支度を終えると、鏡に映る自分を念入りにチェックする。
「よくお似合いですよ」
「そう? 背伸びしすぎているように見えない?」
シンシアはそれだけが気がかりだった。ブライスは趣味の良い品を贈ってくれるが、シンシアが今まで身に着けていたものよりもほんの少しだけ大人っぽい意匠が多い。落ち着いた雰囲気のある宝飾品やドレスを着こなせているのか不安に思うことがある。
「あまりにも美しくて、ブライス様も見とれてしまいますわ」
付き合いが長いから身内の欲目だろうと思いつつも、浮いて見えないのならいいかと自分自身を納得させる。

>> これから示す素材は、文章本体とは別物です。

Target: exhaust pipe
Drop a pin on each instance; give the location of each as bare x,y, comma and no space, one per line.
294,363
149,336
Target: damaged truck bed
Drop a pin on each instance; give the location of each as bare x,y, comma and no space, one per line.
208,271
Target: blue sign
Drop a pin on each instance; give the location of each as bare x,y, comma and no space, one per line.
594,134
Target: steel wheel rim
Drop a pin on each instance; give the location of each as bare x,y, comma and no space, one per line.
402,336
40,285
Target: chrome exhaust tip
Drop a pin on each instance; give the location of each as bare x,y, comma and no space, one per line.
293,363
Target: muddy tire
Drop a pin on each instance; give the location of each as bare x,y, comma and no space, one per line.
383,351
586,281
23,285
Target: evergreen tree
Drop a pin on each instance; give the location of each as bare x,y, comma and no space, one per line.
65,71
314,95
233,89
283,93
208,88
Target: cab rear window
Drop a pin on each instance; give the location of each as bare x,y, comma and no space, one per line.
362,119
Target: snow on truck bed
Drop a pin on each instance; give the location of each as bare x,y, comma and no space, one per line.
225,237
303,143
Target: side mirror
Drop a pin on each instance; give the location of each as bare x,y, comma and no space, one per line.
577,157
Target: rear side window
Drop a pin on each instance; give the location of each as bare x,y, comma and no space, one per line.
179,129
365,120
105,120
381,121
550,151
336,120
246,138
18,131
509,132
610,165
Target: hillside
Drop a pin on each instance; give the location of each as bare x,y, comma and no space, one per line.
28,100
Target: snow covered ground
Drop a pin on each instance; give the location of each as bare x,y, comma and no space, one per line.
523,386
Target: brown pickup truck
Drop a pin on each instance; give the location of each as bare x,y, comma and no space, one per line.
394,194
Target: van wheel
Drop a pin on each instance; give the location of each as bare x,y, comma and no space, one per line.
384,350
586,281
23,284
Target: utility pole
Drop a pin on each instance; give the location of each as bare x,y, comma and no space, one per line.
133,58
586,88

「約束の時間までまだ時間がありますので、お茶をご用意しましょう」
「お茶はいらないわ。落ち着かないから居間で待つわ」
シンシアは侍女に断りを入れると、部屋を出た。廊下を歩いていれば、外から戻ってきたところなのか、外出着を着たジョセフと鉢合わせした。
「どこか出かけるのか?」
「今日はブライス様と王城の庭園に」
「ああ、そういえば今、花が満開だと言っていたな」
納得したようにジョセフが頷く。そして不思議そうに妹の全身を眺めた。遠慮のない眼差しに居心地悪くシンシアは身じろぎをした。
「いつもと意匠が違うが、よく似合っている」
「本当にそう思う?」
「ああ。彼はいい趣味をしているよ」
どうやらブライスからの贈り物であることはわかっているようだ。シンシアは着ているドレスを見下ろした。落ち着きのある淡いピンクのスカートはふわりと広がっているが、フリルやレースは普段よりも少ない。シンシアの年齢ならば、フリルたっぷりのスカートが人気がある。シンシアも少し前までは好んでフリルの多いドレスを選んでいた。
「着なれないから、ちょっと不安だったの」
「ブライス殿とはうまくやっているようだな」
「まだ恋とかではないと思うのだけど。とても気を遣ってくれるし、一緒にいてとても楽しいわ」
素直に気持ちを伝えれば、ジョセフは表情を緩めた。
「結婚できそうか?」
「おかしなことを聞くのね。結婚は絶対でしょう?」
むっとして唇を尖らせれば、ジョセフはポンポンと優しくシンシアの肩を叩いた。
「それでも幸せになれるかどうかは重要だ」
そう思ってくれるなら政略結婚なんて持ってこないでほしい、と思わず心の中で呟いた。
「お嬢さま、ブライス様がお見えになりました」
「今行くわ」
シンシアはジョセフに適当に挨拶してから、急いで玄関へと向かった。玄関ホールで待つブライスを見つけると、速度を緩めた。優雅に見えるように息を整え、さっとドレスを確認する。
「お待たせしました」
ゆっくりと彼に近づけば、彼は目を細めて嬉しそうに笑う。そしてシンシアの手を取り、手の甲にキスを落とした。
「今日もとても綺麗だ」
「ありがとうございます」
婚約者としてはごく普通の挨拶。
だけどシンシアの胸は爆発しそうなぐらいにドキドキした。